The school consists of a Kindergarten, a Primary School and a Middle School, and accepts children from 3 to 16 years of age. Birralee International School Trondheim is home to 320 students, 40 teachers and 15 assistants, and is the biggest international school in Trondheim.

Since 1977, the school is located at Kalvskinnet in the heart of Trondheim, close to the famous medieval Nidaros Cathedral. The school is easily accessible by public transport and bicycle. Students who live more than four kilometers away are offered a free bus card.
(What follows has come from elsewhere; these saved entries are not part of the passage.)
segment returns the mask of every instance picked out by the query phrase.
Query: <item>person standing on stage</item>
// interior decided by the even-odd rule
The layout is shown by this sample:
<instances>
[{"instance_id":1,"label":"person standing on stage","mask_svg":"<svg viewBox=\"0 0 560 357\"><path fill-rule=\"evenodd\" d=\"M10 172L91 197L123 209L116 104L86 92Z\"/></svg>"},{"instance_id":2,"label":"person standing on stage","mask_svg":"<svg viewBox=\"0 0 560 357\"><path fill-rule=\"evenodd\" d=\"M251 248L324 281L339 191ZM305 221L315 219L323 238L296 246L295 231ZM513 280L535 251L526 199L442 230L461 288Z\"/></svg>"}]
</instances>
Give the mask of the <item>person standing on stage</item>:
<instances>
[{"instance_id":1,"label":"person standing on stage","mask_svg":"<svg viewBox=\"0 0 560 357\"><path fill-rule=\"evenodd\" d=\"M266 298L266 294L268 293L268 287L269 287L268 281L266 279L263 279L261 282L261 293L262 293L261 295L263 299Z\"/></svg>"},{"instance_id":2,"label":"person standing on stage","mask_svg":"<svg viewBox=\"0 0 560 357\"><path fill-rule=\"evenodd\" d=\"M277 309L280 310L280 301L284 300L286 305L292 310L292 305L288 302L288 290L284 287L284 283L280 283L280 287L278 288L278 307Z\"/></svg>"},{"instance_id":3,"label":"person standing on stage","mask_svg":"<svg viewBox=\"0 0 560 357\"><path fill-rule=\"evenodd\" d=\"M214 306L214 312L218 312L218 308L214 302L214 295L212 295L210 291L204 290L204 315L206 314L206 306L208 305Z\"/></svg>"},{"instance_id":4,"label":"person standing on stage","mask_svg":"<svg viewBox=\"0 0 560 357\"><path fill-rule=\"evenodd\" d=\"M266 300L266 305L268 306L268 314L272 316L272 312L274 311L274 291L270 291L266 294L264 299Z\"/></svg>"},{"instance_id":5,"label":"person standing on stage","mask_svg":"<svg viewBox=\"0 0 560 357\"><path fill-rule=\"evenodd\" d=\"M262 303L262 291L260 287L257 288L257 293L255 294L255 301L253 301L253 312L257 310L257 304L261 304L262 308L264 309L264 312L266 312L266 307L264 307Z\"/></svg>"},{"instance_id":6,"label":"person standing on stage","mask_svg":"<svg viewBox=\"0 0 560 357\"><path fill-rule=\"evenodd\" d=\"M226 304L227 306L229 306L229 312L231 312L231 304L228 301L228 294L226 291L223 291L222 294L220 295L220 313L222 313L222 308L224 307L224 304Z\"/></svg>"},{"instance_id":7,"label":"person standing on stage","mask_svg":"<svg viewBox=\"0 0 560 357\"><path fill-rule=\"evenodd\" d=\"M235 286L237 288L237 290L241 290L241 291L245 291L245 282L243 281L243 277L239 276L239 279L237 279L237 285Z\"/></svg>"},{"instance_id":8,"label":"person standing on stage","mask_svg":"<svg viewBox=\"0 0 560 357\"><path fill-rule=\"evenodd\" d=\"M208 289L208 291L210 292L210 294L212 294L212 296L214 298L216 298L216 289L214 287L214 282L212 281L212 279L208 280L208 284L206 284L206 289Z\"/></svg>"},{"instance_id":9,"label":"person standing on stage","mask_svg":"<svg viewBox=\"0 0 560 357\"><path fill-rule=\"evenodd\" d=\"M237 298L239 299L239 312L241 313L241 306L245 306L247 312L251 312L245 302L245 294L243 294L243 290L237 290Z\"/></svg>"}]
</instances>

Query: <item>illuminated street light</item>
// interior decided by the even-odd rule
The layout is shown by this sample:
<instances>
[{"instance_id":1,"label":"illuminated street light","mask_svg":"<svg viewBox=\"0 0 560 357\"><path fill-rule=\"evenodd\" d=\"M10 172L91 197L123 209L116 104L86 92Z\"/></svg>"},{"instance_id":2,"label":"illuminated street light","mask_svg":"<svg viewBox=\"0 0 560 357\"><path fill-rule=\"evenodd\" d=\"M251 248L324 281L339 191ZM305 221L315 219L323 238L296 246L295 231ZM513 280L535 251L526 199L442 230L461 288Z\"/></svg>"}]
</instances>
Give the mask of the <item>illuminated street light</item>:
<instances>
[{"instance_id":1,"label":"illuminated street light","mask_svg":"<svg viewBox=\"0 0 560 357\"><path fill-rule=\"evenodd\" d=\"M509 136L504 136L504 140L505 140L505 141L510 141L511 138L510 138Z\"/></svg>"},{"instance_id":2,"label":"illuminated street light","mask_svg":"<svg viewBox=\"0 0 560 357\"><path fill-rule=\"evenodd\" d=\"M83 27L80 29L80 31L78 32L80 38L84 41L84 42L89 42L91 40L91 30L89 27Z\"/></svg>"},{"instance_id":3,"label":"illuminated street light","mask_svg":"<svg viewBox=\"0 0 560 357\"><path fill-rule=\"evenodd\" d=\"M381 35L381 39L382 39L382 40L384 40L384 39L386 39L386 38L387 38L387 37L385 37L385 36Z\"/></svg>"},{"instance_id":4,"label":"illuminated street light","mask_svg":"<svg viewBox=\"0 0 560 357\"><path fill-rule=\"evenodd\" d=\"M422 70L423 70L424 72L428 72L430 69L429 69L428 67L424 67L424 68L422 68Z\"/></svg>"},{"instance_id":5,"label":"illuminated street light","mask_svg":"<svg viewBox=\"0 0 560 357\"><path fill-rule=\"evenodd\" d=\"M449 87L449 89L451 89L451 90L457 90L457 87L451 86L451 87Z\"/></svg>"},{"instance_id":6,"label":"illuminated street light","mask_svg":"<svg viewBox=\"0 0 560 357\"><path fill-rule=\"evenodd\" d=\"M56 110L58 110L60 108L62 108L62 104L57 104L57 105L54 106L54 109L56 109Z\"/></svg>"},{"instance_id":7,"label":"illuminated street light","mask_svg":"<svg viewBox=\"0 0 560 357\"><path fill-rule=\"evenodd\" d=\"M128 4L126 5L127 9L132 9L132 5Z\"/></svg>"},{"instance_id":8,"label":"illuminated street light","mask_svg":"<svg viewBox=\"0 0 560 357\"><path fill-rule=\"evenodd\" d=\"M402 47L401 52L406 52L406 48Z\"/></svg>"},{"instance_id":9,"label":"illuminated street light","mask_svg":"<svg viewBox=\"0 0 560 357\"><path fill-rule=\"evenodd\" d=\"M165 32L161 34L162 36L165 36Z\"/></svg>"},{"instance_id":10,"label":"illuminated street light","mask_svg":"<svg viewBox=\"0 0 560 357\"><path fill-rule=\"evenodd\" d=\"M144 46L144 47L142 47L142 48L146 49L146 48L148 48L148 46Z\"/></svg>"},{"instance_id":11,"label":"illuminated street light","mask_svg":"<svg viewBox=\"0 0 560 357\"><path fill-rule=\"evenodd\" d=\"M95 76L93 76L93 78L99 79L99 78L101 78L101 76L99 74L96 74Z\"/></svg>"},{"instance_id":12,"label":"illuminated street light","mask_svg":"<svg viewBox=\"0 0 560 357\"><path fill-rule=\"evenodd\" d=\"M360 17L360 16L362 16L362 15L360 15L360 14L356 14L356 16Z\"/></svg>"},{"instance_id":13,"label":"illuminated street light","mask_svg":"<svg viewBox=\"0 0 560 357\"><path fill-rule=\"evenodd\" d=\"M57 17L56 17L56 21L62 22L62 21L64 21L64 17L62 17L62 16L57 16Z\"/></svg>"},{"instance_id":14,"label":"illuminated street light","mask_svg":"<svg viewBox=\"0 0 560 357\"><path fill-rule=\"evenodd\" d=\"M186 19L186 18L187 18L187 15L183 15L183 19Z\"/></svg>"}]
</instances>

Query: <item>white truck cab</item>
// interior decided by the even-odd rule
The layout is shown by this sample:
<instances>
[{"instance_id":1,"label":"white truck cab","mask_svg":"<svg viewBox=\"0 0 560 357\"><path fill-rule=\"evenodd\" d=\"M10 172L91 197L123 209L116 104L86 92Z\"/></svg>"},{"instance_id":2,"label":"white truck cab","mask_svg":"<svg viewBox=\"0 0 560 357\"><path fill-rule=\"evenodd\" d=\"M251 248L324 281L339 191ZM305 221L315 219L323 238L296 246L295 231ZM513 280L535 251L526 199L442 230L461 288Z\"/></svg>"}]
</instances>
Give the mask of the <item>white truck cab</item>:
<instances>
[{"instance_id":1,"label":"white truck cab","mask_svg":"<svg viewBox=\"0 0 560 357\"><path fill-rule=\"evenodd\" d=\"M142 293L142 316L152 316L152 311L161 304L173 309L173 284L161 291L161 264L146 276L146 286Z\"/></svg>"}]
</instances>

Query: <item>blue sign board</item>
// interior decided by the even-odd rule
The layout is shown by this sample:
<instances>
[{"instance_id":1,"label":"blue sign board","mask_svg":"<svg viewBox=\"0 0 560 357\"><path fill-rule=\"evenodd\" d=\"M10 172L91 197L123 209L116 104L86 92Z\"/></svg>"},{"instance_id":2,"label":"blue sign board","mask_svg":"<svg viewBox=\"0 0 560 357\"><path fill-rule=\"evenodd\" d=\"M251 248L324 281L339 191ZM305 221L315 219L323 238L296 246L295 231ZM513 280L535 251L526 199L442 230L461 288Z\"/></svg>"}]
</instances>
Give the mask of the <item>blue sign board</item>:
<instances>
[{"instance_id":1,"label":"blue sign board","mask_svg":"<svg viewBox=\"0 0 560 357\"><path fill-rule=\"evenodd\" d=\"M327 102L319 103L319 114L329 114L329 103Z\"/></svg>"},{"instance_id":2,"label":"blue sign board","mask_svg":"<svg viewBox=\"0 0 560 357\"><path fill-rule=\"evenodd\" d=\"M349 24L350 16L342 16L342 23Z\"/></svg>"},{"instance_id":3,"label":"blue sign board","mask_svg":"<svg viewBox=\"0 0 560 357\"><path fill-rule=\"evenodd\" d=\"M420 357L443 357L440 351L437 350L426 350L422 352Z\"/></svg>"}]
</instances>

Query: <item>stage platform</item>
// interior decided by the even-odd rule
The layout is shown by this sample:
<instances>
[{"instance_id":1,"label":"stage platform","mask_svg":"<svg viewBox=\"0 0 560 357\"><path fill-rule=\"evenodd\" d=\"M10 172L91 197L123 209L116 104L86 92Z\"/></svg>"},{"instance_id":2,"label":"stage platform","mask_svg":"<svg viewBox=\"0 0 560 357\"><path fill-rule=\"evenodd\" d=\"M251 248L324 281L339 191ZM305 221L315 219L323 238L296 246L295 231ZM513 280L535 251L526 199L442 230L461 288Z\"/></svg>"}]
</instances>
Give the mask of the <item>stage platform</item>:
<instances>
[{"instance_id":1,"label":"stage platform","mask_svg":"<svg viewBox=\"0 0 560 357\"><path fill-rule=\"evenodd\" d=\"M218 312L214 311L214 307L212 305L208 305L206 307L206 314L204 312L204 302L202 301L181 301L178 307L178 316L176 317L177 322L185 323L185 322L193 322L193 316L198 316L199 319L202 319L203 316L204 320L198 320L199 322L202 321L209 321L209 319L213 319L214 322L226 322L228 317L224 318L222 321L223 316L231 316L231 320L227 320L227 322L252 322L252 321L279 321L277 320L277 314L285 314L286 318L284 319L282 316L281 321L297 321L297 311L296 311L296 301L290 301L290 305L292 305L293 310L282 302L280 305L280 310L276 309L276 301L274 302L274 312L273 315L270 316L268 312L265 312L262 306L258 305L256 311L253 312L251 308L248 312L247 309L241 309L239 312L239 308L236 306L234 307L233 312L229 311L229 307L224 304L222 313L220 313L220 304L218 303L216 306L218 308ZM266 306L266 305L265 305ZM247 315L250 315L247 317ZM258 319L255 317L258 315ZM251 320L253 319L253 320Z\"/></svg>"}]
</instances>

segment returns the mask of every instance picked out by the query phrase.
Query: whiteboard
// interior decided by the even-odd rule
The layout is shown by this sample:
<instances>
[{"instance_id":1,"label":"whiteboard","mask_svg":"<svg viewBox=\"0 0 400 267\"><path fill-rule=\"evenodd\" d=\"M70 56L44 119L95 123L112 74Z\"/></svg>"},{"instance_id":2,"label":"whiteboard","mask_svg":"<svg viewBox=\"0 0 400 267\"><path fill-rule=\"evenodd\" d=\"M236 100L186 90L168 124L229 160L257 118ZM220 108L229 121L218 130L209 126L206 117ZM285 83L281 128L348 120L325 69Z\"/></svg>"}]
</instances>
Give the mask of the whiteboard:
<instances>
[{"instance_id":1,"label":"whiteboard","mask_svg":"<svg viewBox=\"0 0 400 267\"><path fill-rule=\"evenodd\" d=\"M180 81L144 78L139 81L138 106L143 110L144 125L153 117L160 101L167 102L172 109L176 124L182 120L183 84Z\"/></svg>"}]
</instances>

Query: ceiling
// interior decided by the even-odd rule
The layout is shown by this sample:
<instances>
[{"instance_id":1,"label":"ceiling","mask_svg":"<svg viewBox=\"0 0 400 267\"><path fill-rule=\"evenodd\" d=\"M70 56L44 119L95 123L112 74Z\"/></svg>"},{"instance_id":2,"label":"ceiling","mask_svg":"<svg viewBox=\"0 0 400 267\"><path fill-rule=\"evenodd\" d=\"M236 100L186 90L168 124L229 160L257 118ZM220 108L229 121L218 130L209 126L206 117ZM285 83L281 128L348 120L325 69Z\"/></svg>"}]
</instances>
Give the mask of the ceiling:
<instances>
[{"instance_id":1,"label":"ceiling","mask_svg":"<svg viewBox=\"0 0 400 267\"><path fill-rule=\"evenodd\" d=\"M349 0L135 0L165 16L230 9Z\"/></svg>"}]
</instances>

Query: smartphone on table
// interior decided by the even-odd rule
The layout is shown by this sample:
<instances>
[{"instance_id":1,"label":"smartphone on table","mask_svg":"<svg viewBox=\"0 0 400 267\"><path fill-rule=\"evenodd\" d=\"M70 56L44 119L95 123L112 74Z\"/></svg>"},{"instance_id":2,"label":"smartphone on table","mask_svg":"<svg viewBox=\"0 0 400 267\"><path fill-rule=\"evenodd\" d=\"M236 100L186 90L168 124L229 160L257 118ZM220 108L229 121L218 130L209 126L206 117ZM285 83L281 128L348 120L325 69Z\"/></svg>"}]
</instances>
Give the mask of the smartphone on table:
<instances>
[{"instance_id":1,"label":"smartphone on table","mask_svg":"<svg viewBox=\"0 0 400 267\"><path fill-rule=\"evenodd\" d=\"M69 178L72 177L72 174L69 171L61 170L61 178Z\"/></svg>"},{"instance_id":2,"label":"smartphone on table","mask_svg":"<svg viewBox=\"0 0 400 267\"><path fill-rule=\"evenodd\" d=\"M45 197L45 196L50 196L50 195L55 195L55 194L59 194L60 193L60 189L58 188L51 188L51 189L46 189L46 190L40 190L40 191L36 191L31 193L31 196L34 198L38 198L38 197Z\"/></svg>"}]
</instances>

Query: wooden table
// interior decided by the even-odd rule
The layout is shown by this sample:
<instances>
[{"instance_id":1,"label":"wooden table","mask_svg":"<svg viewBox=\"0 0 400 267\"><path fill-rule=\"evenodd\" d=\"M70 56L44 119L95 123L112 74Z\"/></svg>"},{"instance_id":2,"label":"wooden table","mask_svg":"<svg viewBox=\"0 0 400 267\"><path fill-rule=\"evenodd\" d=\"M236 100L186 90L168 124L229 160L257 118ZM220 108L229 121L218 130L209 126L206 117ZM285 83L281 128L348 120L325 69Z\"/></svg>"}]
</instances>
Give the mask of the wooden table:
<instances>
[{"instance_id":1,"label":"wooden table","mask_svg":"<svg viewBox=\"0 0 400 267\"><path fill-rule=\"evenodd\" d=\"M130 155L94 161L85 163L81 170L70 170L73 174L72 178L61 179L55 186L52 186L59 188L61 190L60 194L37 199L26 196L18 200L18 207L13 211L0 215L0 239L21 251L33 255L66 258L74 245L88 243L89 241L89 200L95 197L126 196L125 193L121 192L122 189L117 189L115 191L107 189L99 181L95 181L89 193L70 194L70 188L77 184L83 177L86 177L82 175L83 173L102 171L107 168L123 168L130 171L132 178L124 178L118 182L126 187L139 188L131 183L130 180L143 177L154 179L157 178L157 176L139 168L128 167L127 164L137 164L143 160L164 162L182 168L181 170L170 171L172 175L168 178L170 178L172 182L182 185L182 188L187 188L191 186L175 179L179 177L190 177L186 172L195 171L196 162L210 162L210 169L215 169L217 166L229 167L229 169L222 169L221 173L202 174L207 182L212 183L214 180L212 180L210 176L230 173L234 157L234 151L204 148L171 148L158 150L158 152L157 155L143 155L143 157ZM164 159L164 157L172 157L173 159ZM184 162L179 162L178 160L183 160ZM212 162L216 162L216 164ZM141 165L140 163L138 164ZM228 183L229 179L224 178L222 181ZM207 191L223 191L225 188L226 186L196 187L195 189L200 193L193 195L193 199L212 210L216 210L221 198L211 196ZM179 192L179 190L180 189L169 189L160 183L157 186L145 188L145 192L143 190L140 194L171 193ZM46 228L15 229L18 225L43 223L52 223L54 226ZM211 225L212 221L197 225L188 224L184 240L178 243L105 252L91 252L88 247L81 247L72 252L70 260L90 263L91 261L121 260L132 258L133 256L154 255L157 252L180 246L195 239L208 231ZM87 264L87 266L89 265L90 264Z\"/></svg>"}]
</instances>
English is the language of instruction in all subjects at Birralee International School Trondheim. In addition, the children have four to five Norwegian lessons per week. The school offers a diverse after-school program.

== Close ties to NTNU ==
The school has close ties to the Norwegian University of Science and Technology, Norway's biggest university. Many of the school's students have family members who work at the university. The school also offers student teacher placements to student teachers at NTNU's Teacher Training Programme. Birralee International School Trondheim is also a full research partner in NTNU's MOST project.

== Awards ==
In 1991, the school's founding head Margot Tønseth was awarded the Albert Einstein Academy Foundation Alfred Nobel Medal. (Note: The Albert Einstein International Academy Foundation was founded in 1965 and ceased to exist in 1998.)

In 2008 the Year 9 students scored highest in the country on their national tests, according to Norwegian newspaper VG.

In 2009 the entire middle school, Years 9-11, scored the highest in the English national tests for their respective peer groups, according to VG.